Dan Bergeron
Category: Artist/Individual
Discipline: Public Art
Program Affiliations: Artist Roster
I am a self-taught visual artist who employs a range of styles, themes and materials to explore the meanings of our shared public spaces. Using various media - photography, sculpture, installation, murals - I create works that are responsive to their historical, social and environmental context. Growing out of this context, my artworks aim to open a dialogue with viewers, offering new modes of engagement through both intimate familiarity and wonder at the unexpected.
I have installed uncommissioned works in cities around the world including London, New York, Paris and Amsterdam. I have also completed commissions for the Art Gallery of Ontario, the Royal Ontario Museum and the Museum of Contemporary Art Toronto. My mural works are located in majour cities across Canada and I have created permanent public artworks for the City of Toronto, the City of Richmond, BC and the Centre for Addiction and Mental Health (CAMH).

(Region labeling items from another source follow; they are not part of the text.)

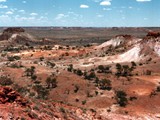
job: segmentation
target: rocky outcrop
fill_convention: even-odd
[[[7,28],[3,31],[3,34],[5,33],[21,33],[21,32],[25,32],[25,30],[23,28],[20,27],[13,27],[13,28]]]
[[[27,105],[25,100],[18,92],[10,87],[0,87],[0,104],[16,102],[22,106]]]
[[[153,38],[160,37],[160,32],[149,32],[147,34],[147,37],[153,37]]]
[[[13,34],[23,33],[25,30],[20,27],[7,28],[0,35],[0,40],[8,40]]]

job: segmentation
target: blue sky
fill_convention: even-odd
[[[160,27],[160,0],[0,0],[0,26]]]

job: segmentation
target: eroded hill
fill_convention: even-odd
[[[160,118],[158,32],[85,46],[33,39],[22,28],[1,36],[8,33],[0,41],[0,84],[10,86],[0,88],[2,119]]]

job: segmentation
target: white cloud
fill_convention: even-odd
[[[103,10],[111,11],[111,8],[103,8]]]
[[[93,0],[94,2],[100,2],[101,0]]]
[[[80,8],[89,8],[89,6],[88,5],[80,5]]]
[[[137,2],[150,2],[152,0],[136,0]]]
[[[13,12],[12,12],[12,11],[8,11],[8,12],[6,12],[6,14],[7,14],[7,15],[12,15]]]
[[[24,3],[24,4],[25,4],[25,3],[27,3],[27,2],[26,2],[26,1],[22,1],[22,3]]]
[[[20,13],[23,13],[23,14],[24,14],[24,13],[25,13],[25,10],[19,10],[18,12],[20,12]]]
[[[31,13],[30,15],[31,16],[36,16],[36,15],[38,15],[38,13]]]
[[[0,0],[0,2],[6,2],[7,0]]]
[[[100,5],[102,6],[110,6],[111,5],[111,0],[103,0],[100,2]]]
[[[68,15],[58,14],[58,15],[56,16],[55,20],[60,20],[60,19],[62,19],[62,18],[64,18],[64,17],[68,17]]]
[[[97,15],[97,17],[102,18],[102,17],[104,17],[104,16],[103,16],[103,15]]]
[[[7,5],[0,5],[0,8],[8,8]]]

Faces of Regent Park (2015) is a gateway artwork located in a large entry plaza that aims to represent and connect the newly revitalized community through portraiture. The mixed-media works depict members of both the old and new Regent Park communities, combining their portraits with local graffiti tags, patterned effects that symbolize the energy of human movement and the distressed surfaces of aged architecture and infrastructure found in and around the site.
We Three (2018) is an interactive playground sculpture comprised of three wave-shaped forms that invites users to climb, straddle, slide and play within the space it carves out. Like a traditional sculpture it is intended to function as an object of visual interest, as the form and colour of the work connect the user to the landscape of the nearby ocean and low water table that Richmond sits upon. As an interactive sculpture designed specifically for a children’s playground and inspired by ideas centred around free play, the work aims to invite play without fully implying how the play should proceed, creating an object that challenges the predictive play that traditional playground equipment often forces on the user.